Self-gated rectified linear unit based convolutional neural network for intrusion detection system in cloud computing environment
摘要
Cloud computing is a promising technology for both individual users and organizations, as it provides accessible, internet-based computing resources as a flexible service. However, due to its distributed and open nature, cloud environments are highly vulnerable to security threats. Therefore, the Intrusion Detection System (IDS) is employed as an effective solution for preventing attacks by classifying network behavior as normal or suspicious. Traditional IDS approaches suffer from various issues including neuron death, vanishing gradient, and ineffective feature generalization. To address these issues, a Self-Gated Rectified Linear Unit (SGR) based Convolutional Neural Network (CNN) is proposed for developing an effective IDS. The SGR activation function is used to eliminate the problems of output offset, neuron death, and vanishing gradient.
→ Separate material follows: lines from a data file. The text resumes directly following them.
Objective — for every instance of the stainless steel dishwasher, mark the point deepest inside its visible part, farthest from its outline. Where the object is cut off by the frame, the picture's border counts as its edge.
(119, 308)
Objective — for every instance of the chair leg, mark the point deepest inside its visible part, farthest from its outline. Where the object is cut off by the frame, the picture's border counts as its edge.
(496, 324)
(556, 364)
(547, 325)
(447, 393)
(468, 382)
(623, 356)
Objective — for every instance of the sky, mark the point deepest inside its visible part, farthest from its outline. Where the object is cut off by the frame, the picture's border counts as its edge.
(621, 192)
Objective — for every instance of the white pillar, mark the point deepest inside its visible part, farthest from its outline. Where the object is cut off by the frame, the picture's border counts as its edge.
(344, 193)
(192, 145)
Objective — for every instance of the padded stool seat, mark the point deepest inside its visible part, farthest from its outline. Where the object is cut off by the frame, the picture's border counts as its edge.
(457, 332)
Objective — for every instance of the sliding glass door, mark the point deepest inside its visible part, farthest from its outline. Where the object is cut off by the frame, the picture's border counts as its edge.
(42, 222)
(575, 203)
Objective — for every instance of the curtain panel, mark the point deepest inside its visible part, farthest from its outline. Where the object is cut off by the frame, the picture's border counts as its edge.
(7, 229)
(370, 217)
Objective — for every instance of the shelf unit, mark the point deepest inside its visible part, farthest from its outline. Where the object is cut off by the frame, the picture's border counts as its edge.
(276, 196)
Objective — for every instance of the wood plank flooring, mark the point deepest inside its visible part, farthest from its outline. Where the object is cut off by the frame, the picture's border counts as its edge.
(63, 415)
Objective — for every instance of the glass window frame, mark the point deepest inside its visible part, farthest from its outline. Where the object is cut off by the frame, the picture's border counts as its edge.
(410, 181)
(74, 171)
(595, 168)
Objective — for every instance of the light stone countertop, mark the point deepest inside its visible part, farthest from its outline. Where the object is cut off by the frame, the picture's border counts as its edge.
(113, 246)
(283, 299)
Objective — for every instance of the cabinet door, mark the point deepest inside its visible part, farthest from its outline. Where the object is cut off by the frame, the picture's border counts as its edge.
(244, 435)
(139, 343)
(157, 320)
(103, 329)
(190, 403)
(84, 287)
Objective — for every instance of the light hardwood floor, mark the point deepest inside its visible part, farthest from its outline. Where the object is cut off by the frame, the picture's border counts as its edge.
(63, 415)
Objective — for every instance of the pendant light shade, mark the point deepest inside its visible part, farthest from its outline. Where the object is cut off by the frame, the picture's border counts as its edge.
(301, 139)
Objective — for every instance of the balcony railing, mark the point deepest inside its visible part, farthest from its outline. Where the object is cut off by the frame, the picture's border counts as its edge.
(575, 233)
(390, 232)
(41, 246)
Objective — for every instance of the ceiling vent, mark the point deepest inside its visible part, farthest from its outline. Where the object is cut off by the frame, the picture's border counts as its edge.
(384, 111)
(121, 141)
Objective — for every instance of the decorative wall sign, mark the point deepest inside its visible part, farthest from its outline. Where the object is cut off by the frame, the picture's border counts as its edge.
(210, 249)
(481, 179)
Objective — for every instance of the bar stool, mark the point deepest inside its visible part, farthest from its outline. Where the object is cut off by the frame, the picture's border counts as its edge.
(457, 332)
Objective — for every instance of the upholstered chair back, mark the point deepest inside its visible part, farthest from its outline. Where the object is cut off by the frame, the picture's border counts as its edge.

It also introduces sparsity during the learning process, which improves generalization performance. Additionally, the most relevant feature subset is identified through chi-square feature selection, based on the computation of statistical dependency among the features. As a result, the developed SGRCNN-IDS effectively provides security against Advanced Persistent Threats (APT) in cloud computing architecture. Two datasets namely, CIC-IDS2017 and CSE-CIC-IDS2018 are used to evaluate the proposed SGRCNN-IDS. The proposed SGRCNN-IDS is evaluated based on its accuracy, precision, recall and F1-score. The existing approaches, namely BMRF-RF, Two-phase IDS and RC-NN are used for comparison with SGRCNN-IDS. The accuracy of SGRCNN-IDS on the CIC-IDS2017 dataset is 99.78% which is higher than that of BMRF-RF and Two-phase IDS.